Ele andava sempre em
frente, e quando não dava mais para ir em frente, geralmente, virava à direita.
Ao sair da catedral, logo
encontrou um animal, um cachorro deitado em frente a ela.
- Olá! Meu nome é Nhiunhiu. Qual seu nome? - perguntou baixo.
- Olá! Eu me chamo Auau. O que você quer?
- Quero saber se você viu a
vida passar por aqui?
- A vida? Por quê?
- É que eu estou atrás
dela. Ouvi dizer que quando se vai atrás da vida, não se teme a morte.
- É mesmo? É mesmo? Eu não
sabia. Você me deixa ir atrás dela com você - falou com grande entusiasmo.
- Por que você quer ir
comigo?
- Porque estou com medo da
morte. Olha... raramente, eu saio daqui, pois tenho medo dela. Todos os dias, rezo para a morte não me pegar. Vivo assim desde pequeno.
Sobrevivo com comidas que pessoas jogam para mim.
- Sei como você se sente. Auau, você pode vir comigo atrás da vida.
- Que alegria! Muito
obrigado por me deixa ir com você.
O rato subiu em cima do
cão. E os dois se tornaram amigos inseparáveis. Auau
se tornou o primeiro amigo de Nhiunhiu. Viviam como
andarilhos e andavam sempre unidos atrás da vida.
Enfim, o rato perguntando
para muitos se viram a vida, fez centenas de amigos
que, muitos também, foram atrás dela. Alguns foram com ele sendo amigos fiéis;
já outros iam sozinhos. Passou a vida toda atrás da vida e encontrou uma rata,
tendo muitos filhos com a mesma.
Já bastante velho e cansado, vivendo nas ruas
com a própria família, decidiu voltar à catedral para reencontrar o gato Miaumiau. Com a ajuda de um dos seus amigos, um gavião que
o carregava, chegou lá.
- Miaumiau!
cadê você - gritava o rato andado à procura do gato.
- E aí, Nhiunhiu!
Como vai você? Como foi andar atrás da vida? Me conte
tudo.
- Eu estou bem. Aliás, mais
ou menos. Ir atrás da vida foi a melhor coisa que aconteceu; fiz centenas de
amigos, tenho filhos e uma esposa. Acabei andando, brincando e trabalhando
demais! Estou tão cansado! Estou velho! e cansado de
ir atrás da vida. Ah! quero descansar; quero dormir;
quero encarar a morte: é o que mais desejo neste momento... Miaumiau...

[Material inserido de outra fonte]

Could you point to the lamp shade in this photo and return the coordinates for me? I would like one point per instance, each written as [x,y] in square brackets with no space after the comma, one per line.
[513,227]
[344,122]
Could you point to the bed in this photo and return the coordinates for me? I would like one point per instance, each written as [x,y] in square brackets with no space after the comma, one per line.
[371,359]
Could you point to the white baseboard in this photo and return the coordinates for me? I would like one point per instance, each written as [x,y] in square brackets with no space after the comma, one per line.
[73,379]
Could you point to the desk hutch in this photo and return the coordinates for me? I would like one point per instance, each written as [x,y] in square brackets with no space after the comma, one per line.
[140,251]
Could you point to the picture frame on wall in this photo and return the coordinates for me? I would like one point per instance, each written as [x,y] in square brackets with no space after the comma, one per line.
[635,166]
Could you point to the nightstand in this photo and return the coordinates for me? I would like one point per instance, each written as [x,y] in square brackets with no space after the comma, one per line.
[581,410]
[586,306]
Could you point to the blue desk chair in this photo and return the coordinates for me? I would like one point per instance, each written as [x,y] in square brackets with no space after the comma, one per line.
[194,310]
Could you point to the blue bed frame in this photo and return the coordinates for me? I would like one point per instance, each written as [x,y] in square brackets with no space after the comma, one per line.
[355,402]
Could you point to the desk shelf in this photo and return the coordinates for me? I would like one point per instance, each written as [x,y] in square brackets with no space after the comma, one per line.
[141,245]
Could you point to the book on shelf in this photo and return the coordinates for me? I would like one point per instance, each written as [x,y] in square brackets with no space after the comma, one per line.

alguns amigos meus correram atrás dela e se deram mal
em alguns momentos, por que se deram mal?
- Veja... quando a gente
vai atrás da vida, ela lhe protege. A vida está na sua frente para proteger.
Ela abre passagem para você passar, guia o nosso caminho, tira obstáculos e
mostra buracos para que a gente desvie deles. Quando a gente está atrás da
vida, ao a gente correr, pode-se passá-la ficando na frente dela, portanto o
risco da queda e de se machucar é maior do que no momento em que se está atrás.

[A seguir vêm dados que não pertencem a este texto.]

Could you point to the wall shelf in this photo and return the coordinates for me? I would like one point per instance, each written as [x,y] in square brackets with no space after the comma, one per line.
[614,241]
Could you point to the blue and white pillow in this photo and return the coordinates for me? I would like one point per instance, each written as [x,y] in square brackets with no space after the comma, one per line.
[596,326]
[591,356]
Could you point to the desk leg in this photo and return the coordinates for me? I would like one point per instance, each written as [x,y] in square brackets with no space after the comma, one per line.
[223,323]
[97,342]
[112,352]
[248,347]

- Agora, entendo tudo! Miaumiau, por que você não me comeu da primeira vez que
você me viu em sua frente, já que faz parte da cadeia alimentar o gato comer o
rato?
- Eu não o comi antes
porque gosto de rato maduro. Como você está maduro agora, farei com você o que
fiz com seus pais...
O gato comeu o rato, que
desejava tanto a morte naquele instante.